Todos hemos oído hablar del mal de ojo. Es verdad que son muchos los que no creen en esta leyenda, pero lo cierto es que existe. Es una fuerza detectable por personas especializadas en ella y que tiene cura, pero, existen algunos mitos sobre ello que son falsos.

mal de ojo

Lo primero que debemos hacer es explicar su existencia. Se da, sobre todo, en personas que creen en el propio mal de ojo. Si alguien no cree en ello, es más complicado que pueda tenerlo. Es, por tanto, una “enfermedad” que sobre todo reside en nuestra cabeza. El otro caso posible es que hay personas que transmiten más energía que otras, y estas son las que pueden mandarnos toda su fuerza en desearnos un mal.

Junto a estas dos explicaciones podemos desmitificar el hecho de que el mal de ojo solo puede ser echado por esas personas de etnia gitana que nos ofrecen romero en las puertas de iglesias u hospitales, algo totalmente falso.

Ahora vamos con los síntomas. Son distintos según la edad del afectado. En los niños pequeños produce, especialmente, vómitos y falta de apetito. Por su parte, en los adultos, se manifiesta también en esos casos a los que hay que añadir la desgana y la falta de fuerzas y de concentración.

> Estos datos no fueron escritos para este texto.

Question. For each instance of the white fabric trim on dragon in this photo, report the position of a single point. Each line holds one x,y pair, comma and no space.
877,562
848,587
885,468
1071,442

Además, suele ir unido a rachas de mala suerte en el tema económico, labora e incluso familiar.

Eso sí, hay que desmentir que el mal de ojo cause graves problemas a quienes nos rodean, incluso a nosotros mismos. Muchos creen que un mal de ojo puede causarnos la muerte o provocar la de algún ser querido. Nada que ver con la realidad. Son episodios de mala suerte, pero en ningún caso revisten gravedad.

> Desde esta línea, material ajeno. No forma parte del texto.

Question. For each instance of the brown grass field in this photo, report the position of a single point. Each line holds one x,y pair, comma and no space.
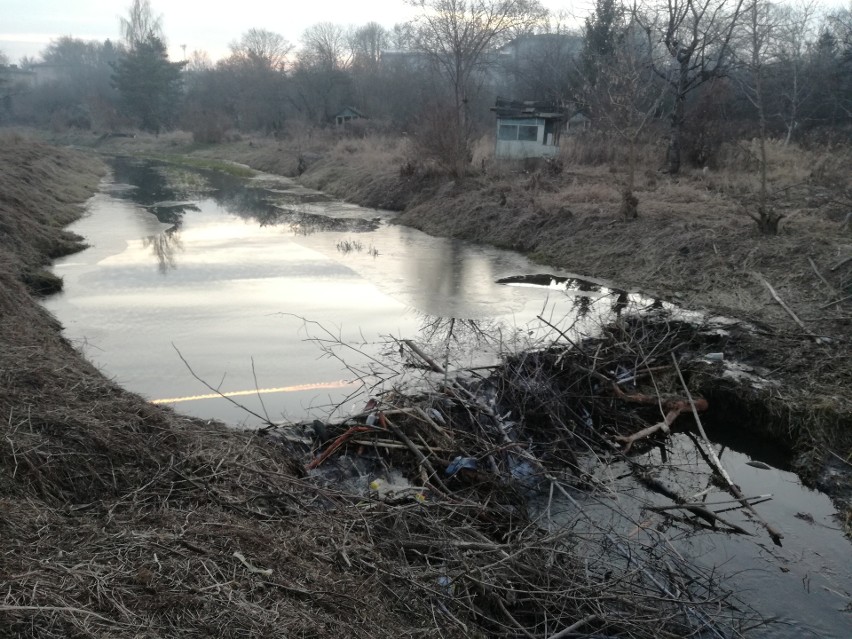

Su cura es aún más factible. Decíamos antes que el mal de ojo puede ser más que nada un problema de cabeza. Pues dejemos de creer en él, y así le eliminaremos. Hay que decir que es cierto que existen personas capaces de curar este mal. Si quieres comprobar si eres de ellos, echa en un vaso agua y aceite. Si ambos componentes se mezclan, enhorabuena, eres uno de los elegidos.